We can tie together some features of routing and the Domain Name System using anonymous FTP. In Section 14.5 we talked about pointer queries in the DNS - taking an IP address and returning the hostname. Unfortunately not all system administrators set up their name servers correctly with regard to pointer queries. They often add new hosts to the file required for name-to-address mapping, but forget to add them to the file for address-to-name mapping. We often see this with traceroute, when it prints an IP address instead of a hostname.

Some anonymous FTP servers require that the client have a valid domain name. This allows the server to log the domain name of the host that's doing the transfer. Since the only client identification the server receives in the IP datagram from the client is the IP address of the client, the server can call the DNS to do a pointer query, and obtain the domain name of the client. If the name server responsible for the client host is not set up correctly, this pointer query can fail. To see this error we'll do the following steps.

  1. Change the IP address of our host slip (see the figure on the inside front cover) to 140.252.13.67. This is a valid IP address for the author's subnet, but not entered into the name server for the noao.edu domain.
  2. Change the destination IP address of the SLIP link on bsdi to 140.252.13.67.
  3. Add a routing table entry on sun that directs datagrams for 140.252.13.67 to the router bsdi. (Recall our discussion of this routing table in Section 9.2.)

Our host slip is still reachable across the Internet, because we saw in Section 10.4 that the routers gateway and netb just sent any datagram destined for the subnet 140.252.13 to the router sun. Our router sun knows what to do with these datagrams from the routing table entry we made in step 3 above. What we have created is a host with complete Internet connectivity, but without a valid domain name. That is, a pointer query for the IP address 140.252.13.67 will fail.

We now use anonymous FTP to a server that we know requires a valid domain name:
slip % ftp ftp.uu.net
Connected to ftp.uu.net.
220 ftp.UU.NET FTP server (Version 2.0WU(13) Fri Apr 9 20:44:32 EDT 1993) ready.
Name (ftp.uu.net:rstevens): anonymous
530- Sorry, we're unable to map your IP address 140.252.13.67 to a hostname
530- in the DNS. This is probably because your nameserver does not have a
530- PTR record for your address in its tables, or because your reverse
530- nameservers are not registered. We refuse service to hosts whose
530- names we cannot resolve. If this is simply because your nameserver is
530- hard to reach or slow to respond then try again in a minute or so, and
530- perhaps our nameserver will have your hostname in its cache by then.
530- If not, try reaching us from a host that is in the DNS or have your
530- system administrator fix your servers.
530 User anonymous access denied..
Login failed.
Remote system type is UNIX.
Using binary mode to transfer files.
ftp> quit
221 Goodbye.

The error reply from the server is self-explanatory.

27.4 Summary

FTP is the Internet standard for file transfer. Unlike most other TCP applications, it uses two TCP connections between the client and server-a control connection that is left up for the duration of the client-server session, and a data connection that is created and deleted as necessary.

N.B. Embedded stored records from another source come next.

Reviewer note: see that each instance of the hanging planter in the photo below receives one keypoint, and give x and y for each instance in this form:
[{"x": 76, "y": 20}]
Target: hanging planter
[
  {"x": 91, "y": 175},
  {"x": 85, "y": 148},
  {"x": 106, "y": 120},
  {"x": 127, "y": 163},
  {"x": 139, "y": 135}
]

The connection management used by FTP for the data connection has let us examine in more detail the connection management requirements of TCP. We saw the interaction of TCP's 2MSL wait state on clients that don't issue PORT commands.

FTP uses NVT ASCII from Telnet for all commands and replies across the control connection. The default data transfer mode is often NVT ASCII also. We saw that newer Unix clients automatically send a command to see if the server is an 8-bit byte Unix host, and if so, use binary mode for all file transfers, which is more efficient.

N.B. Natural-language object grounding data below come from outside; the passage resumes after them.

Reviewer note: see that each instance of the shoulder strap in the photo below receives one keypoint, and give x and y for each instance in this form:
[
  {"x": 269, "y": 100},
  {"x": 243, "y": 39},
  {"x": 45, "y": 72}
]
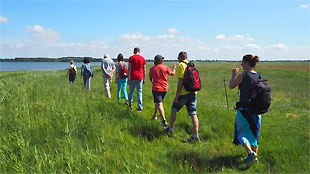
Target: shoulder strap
[
  {"x": 120, "y": 64},
  {"x": 249, "y": 75}
]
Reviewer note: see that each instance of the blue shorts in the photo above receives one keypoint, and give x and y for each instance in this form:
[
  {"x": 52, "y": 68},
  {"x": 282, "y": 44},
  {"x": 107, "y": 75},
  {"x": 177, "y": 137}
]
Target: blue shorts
[
  {"x": 190, "y": 100},
  {"x": 159, "y": 96}
]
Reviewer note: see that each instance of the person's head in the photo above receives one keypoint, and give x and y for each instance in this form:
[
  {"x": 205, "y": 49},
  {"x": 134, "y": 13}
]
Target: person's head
[
  {"x": 182, "y": 56},
  {"x": 106, "y": 56},
  {"x": 158, "y": 59},
  {"x": 249, "y": 60},
  {"x": 120, "y": 57},
  {"x": 136, "y": 50},
  {"x": 86, "y": 60}
]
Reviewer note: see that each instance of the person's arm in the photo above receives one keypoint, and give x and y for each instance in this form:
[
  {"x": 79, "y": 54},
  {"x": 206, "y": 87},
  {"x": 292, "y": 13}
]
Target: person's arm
[
  {"x": 144, "y": 73},
  {"x": 129, "y": 72},
  {"x": 112, "y": 71},
  {"x": 150, "y": 76},
  {"x": 235, "y": 81},
  {"x": 180, "y": 85},
  {"x": 92, "y": 71},
  {"x": 173, "y": 70},
  {"x": 82, "y": 70}
]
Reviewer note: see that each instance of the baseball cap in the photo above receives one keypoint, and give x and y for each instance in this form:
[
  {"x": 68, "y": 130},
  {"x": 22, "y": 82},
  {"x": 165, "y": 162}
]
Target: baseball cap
[
  {"x": 106, "y": 56},
  {"x": 157, "y": 59}
]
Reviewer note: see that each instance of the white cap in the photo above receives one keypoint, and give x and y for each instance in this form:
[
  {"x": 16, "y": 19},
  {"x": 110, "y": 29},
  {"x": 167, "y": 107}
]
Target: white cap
[{"x": 106, "y": 56}]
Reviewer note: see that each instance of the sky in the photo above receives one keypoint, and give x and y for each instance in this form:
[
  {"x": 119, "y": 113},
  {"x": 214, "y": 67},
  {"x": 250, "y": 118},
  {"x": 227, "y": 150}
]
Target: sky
[{"x": 205, "y": 29}]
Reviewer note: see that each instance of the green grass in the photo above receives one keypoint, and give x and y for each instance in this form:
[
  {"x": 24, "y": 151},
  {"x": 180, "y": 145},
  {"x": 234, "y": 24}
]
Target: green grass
[{"x": 49, "y": 126}]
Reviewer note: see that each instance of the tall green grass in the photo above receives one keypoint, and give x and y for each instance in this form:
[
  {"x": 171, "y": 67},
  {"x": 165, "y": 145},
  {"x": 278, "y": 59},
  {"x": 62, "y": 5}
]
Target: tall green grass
[{"x": 47, "y": 125}]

We also showed an example of anonymous FTP, a popular form of software distribution on the Internet.

Exercises

27.1 In Figure 27.8, what would change if the client did the active open of the second data connection instead of the server?

27.2 In the FTP client examples in this chapter we added the notation to lines such as

local: hello.c remote: hello.c
42 bytes received in 0.0037 seconds (11 Kbytes/s)

that the lines were output by the client. Without looking at the source code, how are we certain these are not from the server?